A couple of weeks ago...
If I had the athletic ability to perform those ballerina jumps where she gracefully leaps from point A to point B, looking as if celebrating with her body, I would so do that!
Turbo Tax and I have completed our return for the year 2016. We bought and sold tractors, which had me the most nervous this year. The scariest bits of the button pushing is done. All I have left to do is enter a couple of numbers for this state return.
Because of recent increases in tax fraud, they have added some increased security. That's good. One of my closest friends had an issue with someone else filing taxes in her name last year. What a nightmare! I keep thinking I just want to be done with this chore, but I really just want it to be done and done right.
"I need your license number," I call into the living room where my husband is hanging out with the boys. We shuffle around, find his wallet on the counter, input his information. It's so close to completion, the celebrating starting in my brain has spread to my grinning face.
Now, I need my license. I send one of the boys to the suburban to fetch my wallet, and I fish the card out of the tight pocket. "Issue date," the caption indicates what is needed. Hmm, no issue date on my license. I click the help button, and a box pops up. The help box tells me that my permit may not have an issue date or an expiration date, but to just input whatever information is there. Well, that was somewhat helpful.
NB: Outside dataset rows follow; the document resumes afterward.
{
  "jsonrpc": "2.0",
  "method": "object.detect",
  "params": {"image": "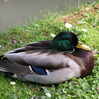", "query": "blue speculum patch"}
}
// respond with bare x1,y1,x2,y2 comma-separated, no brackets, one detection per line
31,65,47,75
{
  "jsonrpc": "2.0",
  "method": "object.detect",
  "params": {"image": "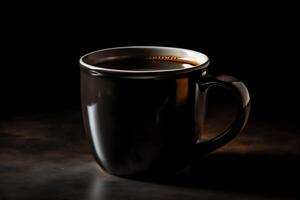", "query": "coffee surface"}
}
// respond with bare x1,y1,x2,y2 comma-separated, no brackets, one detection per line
94,56,197,71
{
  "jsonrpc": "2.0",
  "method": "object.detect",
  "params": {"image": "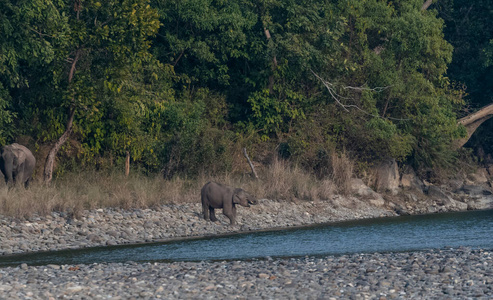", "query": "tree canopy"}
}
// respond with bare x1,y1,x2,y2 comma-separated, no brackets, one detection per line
436,0,493,160
0,0,487,180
Skipping the issuance date entry, my fingers hover over the keys, ready to finish this project. "Expiration date," it says. Oh, crap. "Oh, man! I am in serious trouble!!" I yell to anyone listening. No one responds. "Todd, my license is expired!!" still yelling.
He walks into the dining room, his eyes roaming the table covered in paperwork and piles. "What did you say?" he asks with a look like I need to calm down.
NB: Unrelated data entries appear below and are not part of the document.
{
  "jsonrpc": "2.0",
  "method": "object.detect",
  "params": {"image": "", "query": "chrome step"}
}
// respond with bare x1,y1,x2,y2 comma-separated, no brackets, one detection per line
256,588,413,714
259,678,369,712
"My driver's license expired on my birthday (September 1st). I am in big trouble," I lament, thinking how I just tumbled from the top of the world. Unbelievable! I am such an idiot.
Just as I am commemorating how on top of it I am in life, the threat of a driving test and driving knowledge book test is suddenly looming. I completely failed parallel parking the first time! And that was just between some orange cones, not even real cars!! I am freaking out.
I grab my phone and choose the search engine to see how much of a penalty I'll owe, and what other criteria I'll have to fulfill. There is a monetary penalty of $10. Huh...not bad. If expired by more than six months, the driver must retest for driving knowledge and driving skills.
I start to tick off the months on my fingers. I HAVE FOUR DAYS!!! YAY!!!!
So it becomes a little anti-climatic, but I am glad that there are no tests hanging over my future.